Topic is a communication channel responsable for receive and make the kafka messages available.

If you want to send a message you have to send a message to a topic, the same thing for reading

                    /-- [Consumer]
[Producer] --> Topic <-- [Consumer]
                    \-- [Consumer]

Kafka is different from RabbitMQ because the same message can be read for differents consumers;

RabbitMQ save the data in memory while Kafka saves on disk, that way you can read the same message over and over again.

Partitions - Anatomy of a record

Record:

              [ Headers   ]
[Offset 0] -> | Key       |
              | Value     |
              [ Timestamp ]
  • Headers → Metadata that can be useful for us;
  • Key → To ensure the delivery order;
  • Value → Payload, message content;
  • Timestamp → Created at;

Each topic can have one or more partitions to ensure distribution and resilience of the data;

You can think of a partition as being a drawer, it’s a space on the disk where Kafka will store the message.

Ex:

        ---> [Partition 1] Broker A
Topic X ---> [Partition 2] Broker A or Broken B
        ---> [Partition 3] Broker A, B, C or D....
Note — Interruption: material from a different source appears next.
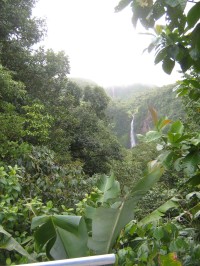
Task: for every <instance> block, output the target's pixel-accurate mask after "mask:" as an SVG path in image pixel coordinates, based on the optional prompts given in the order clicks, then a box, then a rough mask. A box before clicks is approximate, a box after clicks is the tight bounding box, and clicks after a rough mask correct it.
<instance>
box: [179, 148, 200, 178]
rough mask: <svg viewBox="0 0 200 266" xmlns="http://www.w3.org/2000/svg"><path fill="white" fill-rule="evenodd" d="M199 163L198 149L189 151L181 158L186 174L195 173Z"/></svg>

You cannot have all the eggs on the same basket;

The idea is to not have all the messages on the same partition/broker, every time we increase the amount of partition the messages will be more distributed/separeted; If the broker A goes down at least we can have the message on the broker B, C,…
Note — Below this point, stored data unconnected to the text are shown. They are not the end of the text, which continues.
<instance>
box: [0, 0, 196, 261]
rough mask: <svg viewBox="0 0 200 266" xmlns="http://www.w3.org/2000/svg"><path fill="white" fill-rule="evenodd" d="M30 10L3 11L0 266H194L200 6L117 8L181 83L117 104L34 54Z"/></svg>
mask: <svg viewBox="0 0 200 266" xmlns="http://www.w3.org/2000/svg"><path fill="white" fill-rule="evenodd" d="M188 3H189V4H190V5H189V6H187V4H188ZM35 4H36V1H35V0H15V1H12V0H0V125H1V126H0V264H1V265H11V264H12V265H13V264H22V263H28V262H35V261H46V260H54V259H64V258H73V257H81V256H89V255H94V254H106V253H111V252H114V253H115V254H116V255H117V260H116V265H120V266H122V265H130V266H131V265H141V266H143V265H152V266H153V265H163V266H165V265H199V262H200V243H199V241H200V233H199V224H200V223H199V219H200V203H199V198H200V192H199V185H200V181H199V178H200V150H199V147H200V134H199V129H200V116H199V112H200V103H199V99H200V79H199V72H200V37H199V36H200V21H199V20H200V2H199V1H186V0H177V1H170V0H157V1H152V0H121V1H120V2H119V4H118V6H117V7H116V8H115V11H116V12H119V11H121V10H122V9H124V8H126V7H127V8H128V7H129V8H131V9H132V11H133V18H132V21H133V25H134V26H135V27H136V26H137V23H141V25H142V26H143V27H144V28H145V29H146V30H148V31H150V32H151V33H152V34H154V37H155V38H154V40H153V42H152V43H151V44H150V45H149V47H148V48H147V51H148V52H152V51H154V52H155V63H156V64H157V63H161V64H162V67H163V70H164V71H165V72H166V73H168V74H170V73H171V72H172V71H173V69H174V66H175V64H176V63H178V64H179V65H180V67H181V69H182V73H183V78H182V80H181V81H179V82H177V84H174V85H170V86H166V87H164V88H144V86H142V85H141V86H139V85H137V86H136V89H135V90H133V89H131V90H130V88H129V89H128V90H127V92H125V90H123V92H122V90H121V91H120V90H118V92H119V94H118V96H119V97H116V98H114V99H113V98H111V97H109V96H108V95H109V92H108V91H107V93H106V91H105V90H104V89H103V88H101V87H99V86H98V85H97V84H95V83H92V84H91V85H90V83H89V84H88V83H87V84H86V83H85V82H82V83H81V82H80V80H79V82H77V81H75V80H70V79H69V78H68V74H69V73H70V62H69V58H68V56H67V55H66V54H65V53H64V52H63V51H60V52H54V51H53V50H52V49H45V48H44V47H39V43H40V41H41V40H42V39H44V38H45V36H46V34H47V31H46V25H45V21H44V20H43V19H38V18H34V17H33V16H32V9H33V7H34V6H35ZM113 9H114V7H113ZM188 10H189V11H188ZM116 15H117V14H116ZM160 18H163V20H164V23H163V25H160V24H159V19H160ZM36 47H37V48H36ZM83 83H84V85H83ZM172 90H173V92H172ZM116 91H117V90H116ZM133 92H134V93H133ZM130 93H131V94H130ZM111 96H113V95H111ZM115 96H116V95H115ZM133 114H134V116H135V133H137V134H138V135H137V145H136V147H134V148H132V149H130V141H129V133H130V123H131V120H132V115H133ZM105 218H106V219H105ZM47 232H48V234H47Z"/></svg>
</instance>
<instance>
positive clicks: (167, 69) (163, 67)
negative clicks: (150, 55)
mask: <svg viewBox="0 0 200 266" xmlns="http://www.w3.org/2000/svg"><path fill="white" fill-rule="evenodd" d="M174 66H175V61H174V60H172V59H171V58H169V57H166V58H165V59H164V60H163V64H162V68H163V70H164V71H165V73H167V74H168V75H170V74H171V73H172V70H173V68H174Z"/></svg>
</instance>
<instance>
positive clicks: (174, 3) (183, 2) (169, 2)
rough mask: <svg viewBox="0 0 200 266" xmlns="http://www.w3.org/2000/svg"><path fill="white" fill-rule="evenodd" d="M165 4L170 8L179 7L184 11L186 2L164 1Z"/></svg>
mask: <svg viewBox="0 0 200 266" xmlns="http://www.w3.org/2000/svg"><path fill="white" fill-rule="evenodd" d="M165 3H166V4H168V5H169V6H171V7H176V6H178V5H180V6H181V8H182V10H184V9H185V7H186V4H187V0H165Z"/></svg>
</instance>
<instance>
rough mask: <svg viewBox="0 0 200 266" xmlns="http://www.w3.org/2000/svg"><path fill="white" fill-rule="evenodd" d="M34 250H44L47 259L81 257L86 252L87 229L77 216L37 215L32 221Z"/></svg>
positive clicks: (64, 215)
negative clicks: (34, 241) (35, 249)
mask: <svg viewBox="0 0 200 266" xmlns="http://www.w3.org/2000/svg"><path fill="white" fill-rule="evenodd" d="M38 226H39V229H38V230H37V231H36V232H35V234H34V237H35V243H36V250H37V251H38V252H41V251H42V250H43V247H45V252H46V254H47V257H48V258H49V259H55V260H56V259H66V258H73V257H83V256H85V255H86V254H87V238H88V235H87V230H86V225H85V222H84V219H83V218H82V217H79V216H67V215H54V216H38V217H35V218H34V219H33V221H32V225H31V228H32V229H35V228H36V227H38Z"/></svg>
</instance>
Lets suppose we have 1 million messages and single computer, it will require a lot of computational power from this computer and also a lot of effort to process every message; So we can create another computer and to ensure we will not have the both computers reading the same data we split these datas on differents partitions, each computer reads the same topic but from different partitions;

Now we have twice more speed/power;

Partitions and Keys

How can we guarantee the order of messages?

About the “Keys”

[Partition 1] <---- Consumer 1 (slow)
        [Offset 0], [Offset 1]

[Partition 2] <---- Consumer 2 (fast)
        [Offset 0],

[Partition 3] <---- Consumer 3
        [Offset 0],...

The only way we can guarantee the order of the messages is when they are on the same partition;

Ex: User A buy a product, then at the same moment he will request a refund, but these messages can be in different partitions, the purchase request can be at partition 1 and the refund at the partition 2, but in this scenario the Consumer 1 is slow, so what if this first message receive an error and consumer 2, which is fast, has already processed the refund transaction?
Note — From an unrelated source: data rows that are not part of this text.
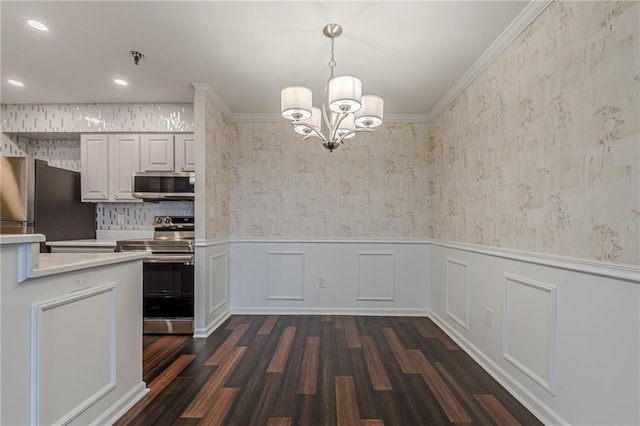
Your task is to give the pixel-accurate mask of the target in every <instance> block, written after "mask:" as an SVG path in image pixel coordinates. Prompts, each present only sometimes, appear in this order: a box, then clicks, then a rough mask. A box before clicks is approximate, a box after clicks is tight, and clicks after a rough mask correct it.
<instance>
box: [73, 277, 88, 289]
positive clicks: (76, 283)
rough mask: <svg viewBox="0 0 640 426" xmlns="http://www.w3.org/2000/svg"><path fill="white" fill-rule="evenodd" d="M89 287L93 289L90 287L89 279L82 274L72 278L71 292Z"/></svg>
mask: <svg viewBox="0 0 640 426" xmlns="http://www.w3.org/2000/svg"><path fill="white" fill-rule="evenodd" d="M87 287H91V286H90V285H89V277H88V276H87V275H84V274H82V275H72V276H71V291H76V290H81V289H83V288H87Z"/></svg>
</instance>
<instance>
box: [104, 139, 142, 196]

In order to guarantee the order of the messages to be executed these messages must be at the same partition and we can do it by using key.

Ex:

Transfer Message [0] -> Key=Movimentation
Refund Message   [1] -> Key=Movimentation
Random Message   [2] -> No keys

In this case the first and the second message will be placed on the same partition and the last will be placed with the kafka default behavior, distributing between partitions;

Distributed Partitions

What usually happens:

               ---> [Broker A][Partition 1]
Topic: [Sales] ---> [Broker B][Partition 2]
               ---> [Broker C][Partition 3]

With Replication Factor:

               ---> [Broker A][Partition 1][Partition 3]
Topic: [Sales] ---> [Broker B][Partition 2][Partition 1]
               ---> [Broker C][Partition 3][Partition 2]

Replication Factor = 2

Replication factor is a way to guarantee data resilience because if the Broker A goes down we have a copy of the partition 1 and 3 on broker B and C. So the most critical our data is, we can have more replication factor to ensure that we will never lose that data;

The more replication we have more disk space will be required.

The recommendation is to have 2 replication factor and if the application is very critical you can have 3.

Partition Leadership

  • Leaders = Bold
  • Followers = normal

All partitions are on the same topic. ex: Sale

[Broker A ] [Broker B ] [Broker C ] [Broker D ]
[Partition 1] [Partition 1] [Partition 4] [Partition 3]
[Partition 2] [Partition 2] [Partition 2] [Partition 2]
[Partition 4] [Partition 3] [Partition 3] [Partition 4]

The bold paritions are the leaders, when a consumer has to read a data he will always go to the leader to retrieve that information, even if you have 10 copy of this partition the consumer always is going to the leader.

In case a leader partition goes down, the consumer will read from the next available partition, ex: Broker A goes down and is no longer available, so now Broker B will have Partition 1 and 2 as leader. The follower is just a backup in case a leader goes down.